7 times. Including the 3 rate cuts. Rate cuts should theoretically be bullish for risk assets, but BTC has continued to fall regardless.

The January instance was even more absurd. Everyone knew rates would stay unchanged, CME FedWatch gave it a 92% probability, and the outcome matched expectations perfectly. Yet within 48 hours, BTC dropped from 90,400 to 83,383—a 7.3% decline. A 100% anticipated result, and it still fell.

Today BTC just broke through 75,000, outperforming gold, the S&P 500, and Nasdaq during the war period. ETF net inflows of $1.3 billion in March, and perpetual futures funding rates have been negative for 14 consecutive days. The last time it lasted this long was probably late 2022 when BTC was around 16,000?

Sentiment is extremely pessimistic while prices are quietly climbing. Sounds like a prelude to a reversal, right?

Then you glance at the calendar—tomorrow the 18th at 2 PM, the FOMC announces its decision. This time it's definitely "no rate cut," 92% probability maintaining 3.5%-3.75% unchanged, identical to the January scenario.

But what's different this time is that it's a meeting with a dot plot.
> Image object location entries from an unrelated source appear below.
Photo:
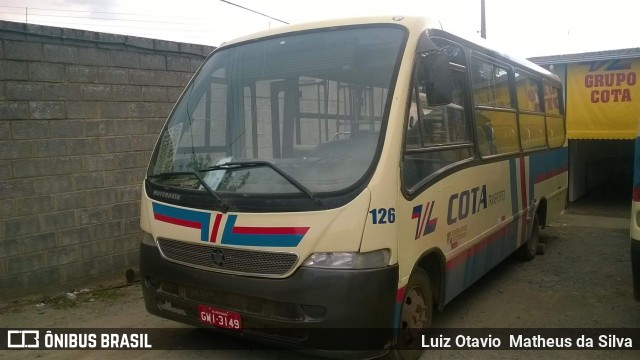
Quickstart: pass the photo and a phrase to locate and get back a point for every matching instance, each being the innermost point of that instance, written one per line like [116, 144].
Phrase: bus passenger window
[437, 137]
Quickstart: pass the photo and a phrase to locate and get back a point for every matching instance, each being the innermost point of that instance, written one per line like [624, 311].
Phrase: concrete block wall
[79, 114]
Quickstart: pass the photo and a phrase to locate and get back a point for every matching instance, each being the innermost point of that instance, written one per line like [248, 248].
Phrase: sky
[524, 28]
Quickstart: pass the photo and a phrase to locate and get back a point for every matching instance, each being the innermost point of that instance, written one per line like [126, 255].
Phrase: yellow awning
[603, 99]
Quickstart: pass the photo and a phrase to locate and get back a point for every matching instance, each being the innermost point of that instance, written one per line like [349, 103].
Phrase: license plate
[220, 318]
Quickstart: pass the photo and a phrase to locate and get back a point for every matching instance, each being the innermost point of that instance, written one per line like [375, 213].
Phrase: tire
[528, 250]
[415, 316]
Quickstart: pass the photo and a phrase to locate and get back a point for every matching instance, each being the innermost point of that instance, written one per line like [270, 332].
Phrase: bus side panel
[549, 178]
[474, 217]
[506, 224]
[635, 223]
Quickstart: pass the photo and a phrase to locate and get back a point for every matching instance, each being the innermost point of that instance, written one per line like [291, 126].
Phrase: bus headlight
[348, 260]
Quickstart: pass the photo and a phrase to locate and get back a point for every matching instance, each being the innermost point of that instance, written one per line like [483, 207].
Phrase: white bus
[352, 174]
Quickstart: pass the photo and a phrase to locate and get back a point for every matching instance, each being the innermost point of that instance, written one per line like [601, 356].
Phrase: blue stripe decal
[269, 240]
[495, 249]
[186, 215]
[514, 186]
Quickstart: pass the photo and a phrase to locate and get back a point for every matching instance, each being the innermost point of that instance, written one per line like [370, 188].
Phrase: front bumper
[313, 309]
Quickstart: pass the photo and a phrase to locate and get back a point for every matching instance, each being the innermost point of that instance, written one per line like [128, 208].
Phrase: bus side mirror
[438, 78]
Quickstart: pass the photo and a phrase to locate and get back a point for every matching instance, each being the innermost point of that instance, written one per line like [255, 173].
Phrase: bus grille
[227, 260]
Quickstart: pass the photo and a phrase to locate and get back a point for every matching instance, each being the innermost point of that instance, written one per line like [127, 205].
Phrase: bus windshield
[300, 113]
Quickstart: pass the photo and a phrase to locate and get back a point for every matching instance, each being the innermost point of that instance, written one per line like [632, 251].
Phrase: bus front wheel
[416, 314]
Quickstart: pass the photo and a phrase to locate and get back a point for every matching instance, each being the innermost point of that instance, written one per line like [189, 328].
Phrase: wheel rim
[414, 315]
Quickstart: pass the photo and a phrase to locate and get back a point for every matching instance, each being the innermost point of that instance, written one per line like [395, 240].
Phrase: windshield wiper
[224, 207]
[272, 166]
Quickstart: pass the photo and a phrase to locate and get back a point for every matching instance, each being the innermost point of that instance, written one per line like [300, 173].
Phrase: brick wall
[79, 114]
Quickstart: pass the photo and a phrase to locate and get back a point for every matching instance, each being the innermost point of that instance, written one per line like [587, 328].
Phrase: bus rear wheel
[416, 315]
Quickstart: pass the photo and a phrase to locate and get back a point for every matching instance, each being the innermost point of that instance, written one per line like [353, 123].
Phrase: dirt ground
[582, 281]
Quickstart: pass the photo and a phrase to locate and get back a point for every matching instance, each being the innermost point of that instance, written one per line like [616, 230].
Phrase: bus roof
[414, 24]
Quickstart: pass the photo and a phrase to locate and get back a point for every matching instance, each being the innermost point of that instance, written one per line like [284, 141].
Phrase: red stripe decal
[247, 230]
[463, 257]
[216, 226]
[180, 222]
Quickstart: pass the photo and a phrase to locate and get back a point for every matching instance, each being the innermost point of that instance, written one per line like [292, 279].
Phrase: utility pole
[483, 21]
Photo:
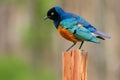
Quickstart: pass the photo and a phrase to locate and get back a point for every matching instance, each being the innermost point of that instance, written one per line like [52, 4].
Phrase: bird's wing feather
[80, 32]
[87, 25]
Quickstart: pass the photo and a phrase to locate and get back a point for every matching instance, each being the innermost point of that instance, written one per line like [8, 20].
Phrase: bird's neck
[56, 23]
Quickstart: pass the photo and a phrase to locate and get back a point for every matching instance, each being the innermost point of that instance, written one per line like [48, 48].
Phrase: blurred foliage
[12, 68]
[38, 33]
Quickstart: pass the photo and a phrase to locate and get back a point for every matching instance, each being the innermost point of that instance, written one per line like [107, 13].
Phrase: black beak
[46, 17]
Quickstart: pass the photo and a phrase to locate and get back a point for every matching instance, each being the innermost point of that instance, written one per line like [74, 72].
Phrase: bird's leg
[81, 44]
[71, 47]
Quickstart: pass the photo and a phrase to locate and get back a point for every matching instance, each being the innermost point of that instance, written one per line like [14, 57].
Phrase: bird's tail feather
[102, 34]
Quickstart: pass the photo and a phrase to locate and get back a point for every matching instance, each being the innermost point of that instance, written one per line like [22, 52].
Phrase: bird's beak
[46, 17]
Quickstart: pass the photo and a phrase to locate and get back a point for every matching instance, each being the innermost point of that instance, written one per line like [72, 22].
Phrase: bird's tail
[102, 34]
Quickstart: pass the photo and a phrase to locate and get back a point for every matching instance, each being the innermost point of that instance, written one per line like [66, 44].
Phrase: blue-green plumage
[80, 33]
[75, 25]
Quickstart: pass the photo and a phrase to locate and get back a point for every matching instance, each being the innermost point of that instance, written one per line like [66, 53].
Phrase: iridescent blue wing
[87, 25]
[80, 32]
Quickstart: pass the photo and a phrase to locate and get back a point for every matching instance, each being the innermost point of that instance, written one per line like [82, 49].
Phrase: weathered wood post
[74, 65]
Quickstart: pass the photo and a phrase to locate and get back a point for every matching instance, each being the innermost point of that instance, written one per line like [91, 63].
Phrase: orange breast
[64, 33]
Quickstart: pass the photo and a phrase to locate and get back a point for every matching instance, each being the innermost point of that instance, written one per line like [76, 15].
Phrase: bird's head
[54, 13]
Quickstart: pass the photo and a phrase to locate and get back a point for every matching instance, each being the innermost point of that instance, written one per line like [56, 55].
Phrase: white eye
[52, 13]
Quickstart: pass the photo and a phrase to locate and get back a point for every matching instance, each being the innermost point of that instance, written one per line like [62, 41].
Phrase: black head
[52, 14]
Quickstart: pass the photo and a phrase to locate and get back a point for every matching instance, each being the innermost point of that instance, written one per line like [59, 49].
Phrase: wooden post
[74, 65]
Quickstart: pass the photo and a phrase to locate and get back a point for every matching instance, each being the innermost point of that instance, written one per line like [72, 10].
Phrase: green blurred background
[31, 48]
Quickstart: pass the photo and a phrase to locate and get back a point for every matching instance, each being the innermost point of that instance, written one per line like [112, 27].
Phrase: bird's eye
[52, 13]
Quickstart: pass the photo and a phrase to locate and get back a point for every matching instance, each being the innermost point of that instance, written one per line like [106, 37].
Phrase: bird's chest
[66, 34]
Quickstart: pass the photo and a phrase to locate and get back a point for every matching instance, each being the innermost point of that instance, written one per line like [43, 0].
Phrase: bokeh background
[31, 48]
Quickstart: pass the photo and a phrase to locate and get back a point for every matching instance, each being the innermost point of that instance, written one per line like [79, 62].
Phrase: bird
[73, 27]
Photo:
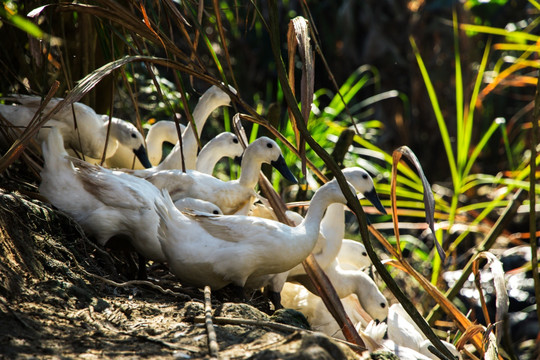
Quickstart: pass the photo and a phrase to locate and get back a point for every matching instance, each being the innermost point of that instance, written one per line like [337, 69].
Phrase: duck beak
[283, 169]
[141, 154]
[374, 199]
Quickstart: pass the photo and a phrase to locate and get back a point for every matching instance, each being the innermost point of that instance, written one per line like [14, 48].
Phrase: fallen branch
[140, 282]
[273, 325]
[212, 337]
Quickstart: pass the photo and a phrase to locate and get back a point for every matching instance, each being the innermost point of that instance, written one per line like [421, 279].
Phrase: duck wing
[113, 188]
[176, 182]
[237, 228]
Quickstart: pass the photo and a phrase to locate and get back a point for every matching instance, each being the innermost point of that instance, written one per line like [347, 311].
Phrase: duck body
[218, 250]
[332, 232]
[296, 296]
[106, 203]
[232, 197]
[85, 133]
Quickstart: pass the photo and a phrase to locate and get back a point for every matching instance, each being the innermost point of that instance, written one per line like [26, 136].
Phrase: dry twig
[212, 337]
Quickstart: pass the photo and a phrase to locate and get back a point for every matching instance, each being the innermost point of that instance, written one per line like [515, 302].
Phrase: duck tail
[164, 206]
[53, 149]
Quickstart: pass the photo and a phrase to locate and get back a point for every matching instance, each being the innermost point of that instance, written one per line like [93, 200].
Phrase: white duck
[213, 98]
[353, 255]
[296, 296]
[88, 138]
[232, 197]
[329, 244]
[225, 144]
[106, 203]
[220, 250]
[158, 133]
[373, 335]
[403, 331]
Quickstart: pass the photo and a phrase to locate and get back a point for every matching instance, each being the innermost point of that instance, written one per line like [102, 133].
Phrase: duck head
[269, 152]
[363, 183]
[128, 135]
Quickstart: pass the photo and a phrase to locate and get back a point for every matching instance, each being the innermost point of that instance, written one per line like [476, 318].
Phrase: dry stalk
[273, 325]
[212, 337]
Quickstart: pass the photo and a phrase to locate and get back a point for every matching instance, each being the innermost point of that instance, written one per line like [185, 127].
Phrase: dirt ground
[62, 297]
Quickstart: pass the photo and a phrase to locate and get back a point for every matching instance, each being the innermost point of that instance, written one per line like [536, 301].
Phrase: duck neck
[326, 195]
[202, 111]
[112, 141]
[333, 229]
[251, 166]
[207, 159]
[159, 133]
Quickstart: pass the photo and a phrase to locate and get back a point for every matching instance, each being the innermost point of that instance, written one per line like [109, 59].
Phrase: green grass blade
[461, 148]
[438, 114]
[483, 141]
[514, 36]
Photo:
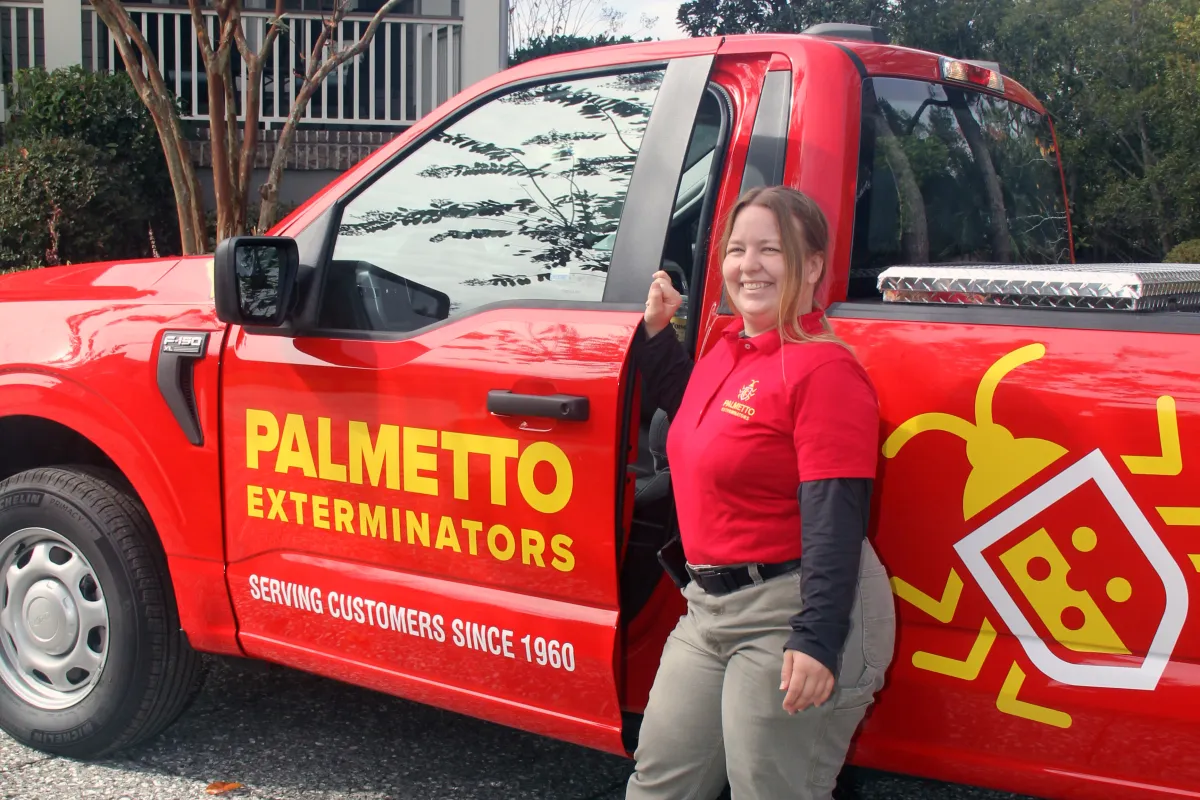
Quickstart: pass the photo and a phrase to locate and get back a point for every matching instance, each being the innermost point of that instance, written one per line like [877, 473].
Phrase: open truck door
[425, 463]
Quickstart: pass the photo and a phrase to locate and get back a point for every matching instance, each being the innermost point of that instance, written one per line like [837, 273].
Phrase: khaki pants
[715, 711]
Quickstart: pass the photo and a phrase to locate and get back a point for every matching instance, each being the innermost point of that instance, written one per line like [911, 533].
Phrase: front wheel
[91, 654]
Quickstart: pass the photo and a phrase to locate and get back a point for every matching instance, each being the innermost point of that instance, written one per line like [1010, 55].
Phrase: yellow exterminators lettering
[472, 529]
[413, 461]
[277, 499]
[510, 543]
[533, 545]
[418, 528]
[321, 511]
[298, 498]
[343, 516]
[448, 536]
[255, 501]
[564, 559]
[372, 521]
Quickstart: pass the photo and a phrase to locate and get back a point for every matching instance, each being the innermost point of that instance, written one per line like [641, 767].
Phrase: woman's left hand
[805, 680]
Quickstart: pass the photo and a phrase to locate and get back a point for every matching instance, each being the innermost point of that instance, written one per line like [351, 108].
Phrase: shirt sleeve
[837, 421]
[665, 367]
[834, 515]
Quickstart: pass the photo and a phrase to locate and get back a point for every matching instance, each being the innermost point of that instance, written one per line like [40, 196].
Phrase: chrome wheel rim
[53, 620]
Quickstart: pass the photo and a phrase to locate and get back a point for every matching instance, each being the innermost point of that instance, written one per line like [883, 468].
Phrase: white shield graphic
[1093, 467]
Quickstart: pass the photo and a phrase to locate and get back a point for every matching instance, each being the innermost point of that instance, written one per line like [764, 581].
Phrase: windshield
[953, 175]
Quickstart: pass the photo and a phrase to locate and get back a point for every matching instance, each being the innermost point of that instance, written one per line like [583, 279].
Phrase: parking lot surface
[287, 735]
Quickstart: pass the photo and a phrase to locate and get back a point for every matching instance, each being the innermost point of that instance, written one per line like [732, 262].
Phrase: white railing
[412, 65]
[22, 42]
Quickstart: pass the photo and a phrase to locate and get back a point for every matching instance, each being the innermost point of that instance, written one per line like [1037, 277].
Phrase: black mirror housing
[256, 280]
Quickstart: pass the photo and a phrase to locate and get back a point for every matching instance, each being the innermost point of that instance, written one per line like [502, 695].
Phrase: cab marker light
[973, 73]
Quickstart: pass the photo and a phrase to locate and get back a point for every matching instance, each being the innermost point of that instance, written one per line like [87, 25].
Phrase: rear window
[953, 175]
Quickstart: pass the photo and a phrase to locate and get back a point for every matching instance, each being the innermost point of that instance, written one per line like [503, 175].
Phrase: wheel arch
[81, 427]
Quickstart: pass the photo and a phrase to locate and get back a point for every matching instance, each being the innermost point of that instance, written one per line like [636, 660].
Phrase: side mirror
[256, 280]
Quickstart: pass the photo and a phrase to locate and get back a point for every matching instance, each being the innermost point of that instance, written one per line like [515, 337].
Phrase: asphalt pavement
[288, 735]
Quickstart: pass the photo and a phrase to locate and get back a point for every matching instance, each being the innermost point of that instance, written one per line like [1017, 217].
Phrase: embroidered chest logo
[738, 408]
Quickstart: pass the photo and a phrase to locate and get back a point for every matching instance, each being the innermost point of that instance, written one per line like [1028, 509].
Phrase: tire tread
[175, 669]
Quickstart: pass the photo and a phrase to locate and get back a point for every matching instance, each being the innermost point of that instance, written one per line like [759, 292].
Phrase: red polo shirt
[756, 420]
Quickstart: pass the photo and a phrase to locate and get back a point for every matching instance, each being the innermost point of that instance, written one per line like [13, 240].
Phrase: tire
[84, 584]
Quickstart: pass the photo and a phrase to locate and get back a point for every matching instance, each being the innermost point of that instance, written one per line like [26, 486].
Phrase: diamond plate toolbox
[1113, 287]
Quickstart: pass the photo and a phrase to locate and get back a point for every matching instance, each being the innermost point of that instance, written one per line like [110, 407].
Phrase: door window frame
[641, 230]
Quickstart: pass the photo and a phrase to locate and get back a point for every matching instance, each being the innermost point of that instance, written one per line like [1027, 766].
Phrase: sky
[665, 10]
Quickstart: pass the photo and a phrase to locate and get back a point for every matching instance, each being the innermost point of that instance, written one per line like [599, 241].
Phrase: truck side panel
[1037, 513]
[90, 366]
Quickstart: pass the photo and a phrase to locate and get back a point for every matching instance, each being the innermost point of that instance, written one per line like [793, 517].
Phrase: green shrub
[102, 109]
[1187, 252]
[66, 202]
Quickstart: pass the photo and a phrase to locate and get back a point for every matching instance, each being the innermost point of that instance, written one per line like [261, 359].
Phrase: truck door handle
[556, 407]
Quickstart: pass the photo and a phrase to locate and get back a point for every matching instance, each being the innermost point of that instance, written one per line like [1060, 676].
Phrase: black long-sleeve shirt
[834, 515]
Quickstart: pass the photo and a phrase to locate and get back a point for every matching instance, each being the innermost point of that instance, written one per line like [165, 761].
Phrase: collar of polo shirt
[771, 340]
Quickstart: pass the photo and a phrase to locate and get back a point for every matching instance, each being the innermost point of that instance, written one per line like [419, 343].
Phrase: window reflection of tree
[258, 281]
[557, 221]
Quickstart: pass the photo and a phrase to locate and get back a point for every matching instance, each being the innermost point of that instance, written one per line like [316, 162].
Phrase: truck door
[423, 492]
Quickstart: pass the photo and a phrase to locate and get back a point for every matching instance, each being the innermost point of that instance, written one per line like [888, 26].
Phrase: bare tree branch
[159, 101]
[315, 76]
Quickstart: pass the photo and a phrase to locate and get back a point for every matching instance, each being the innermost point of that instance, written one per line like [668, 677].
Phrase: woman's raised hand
[661, 304]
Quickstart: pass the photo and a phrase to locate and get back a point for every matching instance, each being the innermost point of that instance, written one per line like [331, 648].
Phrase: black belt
[724, 579]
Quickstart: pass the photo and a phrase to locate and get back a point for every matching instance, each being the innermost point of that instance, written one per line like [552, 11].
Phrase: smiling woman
[773, 446]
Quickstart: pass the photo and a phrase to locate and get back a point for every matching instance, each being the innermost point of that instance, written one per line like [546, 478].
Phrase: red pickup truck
[400, 441]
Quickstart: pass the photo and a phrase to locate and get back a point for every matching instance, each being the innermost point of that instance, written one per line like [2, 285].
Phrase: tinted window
[953, 175]
[516, 200]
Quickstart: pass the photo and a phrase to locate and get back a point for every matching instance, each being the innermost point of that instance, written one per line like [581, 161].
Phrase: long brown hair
[803, 232]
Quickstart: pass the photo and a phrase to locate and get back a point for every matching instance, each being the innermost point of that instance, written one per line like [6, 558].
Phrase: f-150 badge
[1021, 555]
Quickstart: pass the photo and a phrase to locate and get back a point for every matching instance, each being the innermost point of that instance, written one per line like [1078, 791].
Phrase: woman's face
[755, 266]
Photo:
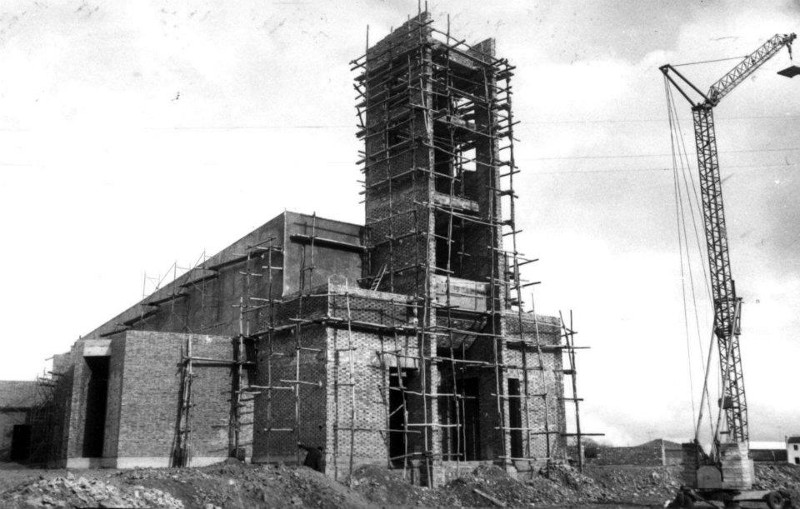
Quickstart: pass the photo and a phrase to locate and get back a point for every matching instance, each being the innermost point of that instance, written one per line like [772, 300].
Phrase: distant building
[768, 451]
[793, 450]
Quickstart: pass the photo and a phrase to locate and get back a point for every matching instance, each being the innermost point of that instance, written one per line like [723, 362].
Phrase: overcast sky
[137, 134]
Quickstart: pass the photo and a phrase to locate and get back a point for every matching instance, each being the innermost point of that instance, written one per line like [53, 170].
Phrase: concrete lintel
[97, 348]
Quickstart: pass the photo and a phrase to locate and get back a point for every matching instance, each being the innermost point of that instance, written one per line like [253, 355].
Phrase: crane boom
[726, 303]
[748, 66]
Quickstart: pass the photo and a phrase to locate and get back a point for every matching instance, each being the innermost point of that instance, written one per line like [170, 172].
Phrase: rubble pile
[237, 485]
[70, 491]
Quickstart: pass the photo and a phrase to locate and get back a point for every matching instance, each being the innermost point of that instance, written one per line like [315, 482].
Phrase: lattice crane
[727, 306]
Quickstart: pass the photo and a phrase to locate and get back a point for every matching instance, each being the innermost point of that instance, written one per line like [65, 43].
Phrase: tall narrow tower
[438, 163]
[432, 164]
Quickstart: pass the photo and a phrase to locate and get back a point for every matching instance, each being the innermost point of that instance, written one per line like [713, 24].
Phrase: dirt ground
[236, 485]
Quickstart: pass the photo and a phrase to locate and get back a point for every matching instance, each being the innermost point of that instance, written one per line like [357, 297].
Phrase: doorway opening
[96, 399]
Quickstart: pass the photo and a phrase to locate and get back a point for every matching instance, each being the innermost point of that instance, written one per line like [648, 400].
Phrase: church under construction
[401, 342]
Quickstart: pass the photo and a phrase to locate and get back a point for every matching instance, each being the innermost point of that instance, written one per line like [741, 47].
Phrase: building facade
[402, 342]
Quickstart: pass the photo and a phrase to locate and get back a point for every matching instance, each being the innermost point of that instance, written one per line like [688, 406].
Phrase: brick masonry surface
[144, 397]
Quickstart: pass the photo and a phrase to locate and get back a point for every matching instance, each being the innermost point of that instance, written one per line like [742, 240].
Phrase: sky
[136, 135]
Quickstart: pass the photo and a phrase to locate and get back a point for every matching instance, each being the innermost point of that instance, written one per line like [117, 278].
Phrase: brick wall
[276, 414]
[151, 394]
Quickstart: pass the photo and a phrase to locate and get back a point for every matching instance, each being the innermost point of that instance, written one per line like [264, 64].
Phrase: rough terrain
[235, 485]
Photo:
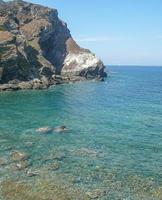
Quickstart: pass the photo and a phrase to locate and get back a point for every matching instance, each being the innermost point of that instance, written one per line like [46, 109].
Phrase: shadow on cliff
[54, 46]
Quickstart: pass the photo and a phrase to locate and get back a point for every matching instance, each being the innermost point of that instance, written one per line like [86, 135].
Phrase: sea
[112, 149]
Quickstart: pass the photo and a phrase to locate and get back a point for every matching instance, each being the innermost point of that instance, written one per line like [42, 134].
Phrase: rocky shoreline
[37, 49]
[39, 84]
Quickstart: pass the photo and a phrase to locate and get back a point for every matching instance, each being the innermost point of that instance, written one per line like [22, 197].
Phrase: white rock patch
[81, 61]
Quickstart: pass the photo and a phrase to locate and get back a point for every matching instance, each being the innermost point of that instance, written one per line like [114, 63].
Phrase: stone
[60, 129]
[18, 156]
[44, 130]
[96, 194]
[37, 49]
[54, 166]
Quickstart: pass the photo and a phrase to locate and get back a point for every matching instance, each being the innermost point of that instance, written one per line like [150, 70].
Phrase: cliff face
[37, 49]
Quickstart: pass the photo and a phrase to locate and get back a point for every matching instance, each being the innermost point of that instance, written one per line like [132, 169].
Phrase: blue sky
[118, 31]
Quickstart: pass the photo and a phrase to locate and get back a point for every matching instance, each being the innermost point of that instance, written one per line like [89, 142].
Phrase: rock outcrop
[37, 49]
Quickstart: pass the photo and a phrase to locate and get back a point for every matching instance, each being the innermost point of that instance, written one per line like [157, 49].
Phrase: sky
[120, 32]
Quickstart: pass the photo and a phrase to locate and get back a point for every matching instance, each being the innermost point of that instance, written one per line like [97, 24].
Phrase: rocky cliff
[37, 49]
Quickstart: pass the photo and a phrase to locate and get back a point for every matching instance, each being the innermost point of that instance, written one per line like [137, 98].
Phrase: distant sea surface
[113, 149]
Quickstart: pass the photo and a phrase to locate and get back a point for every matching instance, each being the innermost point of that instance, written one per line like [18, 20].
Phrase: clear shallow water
[113, 149]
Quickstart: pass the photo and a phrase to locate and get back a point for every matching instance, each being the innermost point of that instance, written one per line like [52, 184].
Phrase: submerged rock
[37, 49]
[60, 129]
[54, 166]
[44, 129]
[18, 156]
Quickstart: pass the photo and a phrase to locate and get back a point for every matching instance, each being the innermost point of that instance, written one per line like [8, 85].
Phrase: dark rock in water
[44, 130]
[60, 129]
[18, 156]
[54, 166]
[31, 173]
[36, 47]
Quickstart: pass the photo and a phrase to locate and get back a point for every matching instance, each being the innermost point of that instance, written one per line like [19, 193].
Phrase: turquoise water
[113, 149]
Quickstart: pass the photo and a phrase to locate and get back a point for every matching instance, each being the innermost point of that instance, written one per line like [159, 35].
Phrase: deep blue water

The last median indicated one cut in 2026; this time if it becomes two cuts, that's bullish; if it becomes zero cuts, that's a direct market crash.

Plus, oil is now above $100 per barrel, the Iran war is still ongoing, and the Strait of Hormuz is blocking 20% of global oil supply. The Federal Reserve has no choice but to factor this into its new economic projections. Inflation expectations will likely be revised higher, GDP expectations will likely be revised lower.

Two words: stagflation. The Federal Reserve's biggest headache.

But honestly, looking at the data, I myself find it quite contradictory.

On one hand, the "market drops after the meeting" pattern has repeated 7 times, like clockwork. People who bought earlier sell after the meeting ends, regardless of the outcome. If you don't know this rhythm, you'll probably passively endure that 48-hour pullback.

On the other hand, BTC's current position is different from before. In those previous 7 declines, BTC was dropping from highs. This time it's just climbed up from a five-month bottom, short positions are at their tightest since 2022, and ETF capital continues to flow in.

In other words, if there's another decline this time, it might be shallower; if there's no decline, it could actually signal something.

I don't know what will happen tomorrow. But there's one data point I think is worth remembering: after the past 7 FOMC declines, BTC basically stabilized within 48-72 hours, then returned to pre-meeting levels within one to two weeks.

Not saying this will definitely repeat. Just saying if you're preparing to do something, maybe you don't need to rush at 2 PM tomorrow.

Wait a bit longer, let the bullet fly for a while. The Federal Reserve always scares people first, then pretends nothing happened.